Where the Good Stuff Is, Part 1

One of the advantages (among many) of living in the Bay Area is that of you are a music junkie, you have many avenues for both product and perfromance to get your fix. Almost too many, as you can easily OD (technically I have been flatline for years).

My first music store love was (and is) Streetlight Records. While I occasionally prefer going to Amoeba in SF, The Beat in Sacramento or the Virgin Megastore in NYC for their particular selection of certain genres, Streetlight is the cornerstone.

When I first began shopping there I was in my early teens and the store was in a house-style building on Bascom Ave. It was small (less than 800 Sq Ft of space) but not an inch of the store was wasted. I would spend hours pouring through liner notes of what was then a majority vinyl operation (we are talking late 80s here folks). Their bargain bin of 50 cent 12" singles and albums helped feed my desire for new sounds (now of course, the bin is $1, but it feeds my artistic jones with my Vinyl Remix series).

In the early 90s they expanded to a warehouse space a half mile down the Ave, to a 40+K sq. foot cavernous affair. They adopted a display space that housed all manner of rotating weirdness -- sometimes literally; the store features for quite some time a lifesize Elvis spinning in a coffin, often presented with images of Lisa Marie Presley and Michael Jackson when they were married.
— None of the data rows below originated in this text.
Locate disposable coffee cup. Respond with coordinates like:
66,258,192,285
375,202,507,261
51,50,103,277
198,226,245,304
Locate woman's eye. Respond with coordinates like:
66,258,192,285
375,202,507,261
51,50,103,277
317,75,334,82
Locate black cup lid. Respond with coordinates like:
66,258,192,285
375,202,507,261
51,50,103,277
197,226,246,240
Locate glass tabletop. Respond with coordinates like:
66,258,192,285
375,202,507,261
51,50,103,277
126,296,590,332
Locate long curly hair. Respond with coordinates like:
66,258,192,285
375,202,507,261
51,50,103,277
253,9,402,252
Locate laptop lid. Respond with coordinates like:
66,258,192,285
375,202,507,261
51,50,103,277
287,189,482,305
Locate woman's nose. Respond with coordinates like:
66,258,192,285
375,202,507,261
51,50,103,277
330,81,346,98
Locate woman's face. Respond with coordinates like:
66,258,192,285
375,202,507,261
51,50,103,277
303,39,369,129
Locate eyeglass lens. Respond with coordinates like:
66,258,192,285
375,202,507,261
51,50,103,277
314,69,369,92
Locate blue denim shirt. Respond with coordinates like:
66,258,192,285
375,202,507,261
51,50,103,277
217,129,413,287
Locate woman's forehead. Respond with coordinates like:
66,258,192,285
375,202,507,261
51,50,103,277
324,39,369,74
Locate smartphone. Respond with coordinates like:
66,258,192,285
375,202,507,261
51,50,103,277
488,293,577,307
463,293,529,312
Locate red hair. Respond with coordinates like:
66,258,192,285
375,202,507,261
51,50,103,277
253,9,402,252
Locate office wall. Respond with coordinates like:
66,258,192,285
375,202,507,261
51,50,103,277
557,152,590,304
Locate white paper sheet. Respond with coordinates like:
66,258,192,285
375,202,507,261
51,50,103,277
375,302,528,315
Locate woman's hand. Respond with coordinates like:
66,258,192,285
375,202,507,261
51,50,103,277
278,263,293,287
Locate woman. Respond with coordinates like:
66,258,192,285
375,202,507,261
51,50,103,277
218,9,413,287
Everyone from local heroes Janitors Against Aparteid* to Tony Levin (King Crimson, Peter Gabriel) have performed in the store. It has had some great staffers, including a woman I only knew as Sarah who always made my day by ordering the entire LTJ Bukem stable of acts from the Good Looking/Looking Good labels (which meant there was always something new from LTJ, Nookie, Blame, BluMarTen, etc to pick up) , Joey who made great recommendations to me about rockabilly (you were right, that Mike Ness solo disk was righteous), and various others who all have come to know me if not by name, than by face (including the fellow who recognized me from my one spot on the Screen Savers cable show and the low-key gal with the horn-rim glasses who always seems to have such a great disposition for someone in retail).

Thanks Guys.

Now stock more jazz, yo.




* I had a college class once with their alto-sax player,Michael Liu. I wonder what happened to him and the rest of JAA?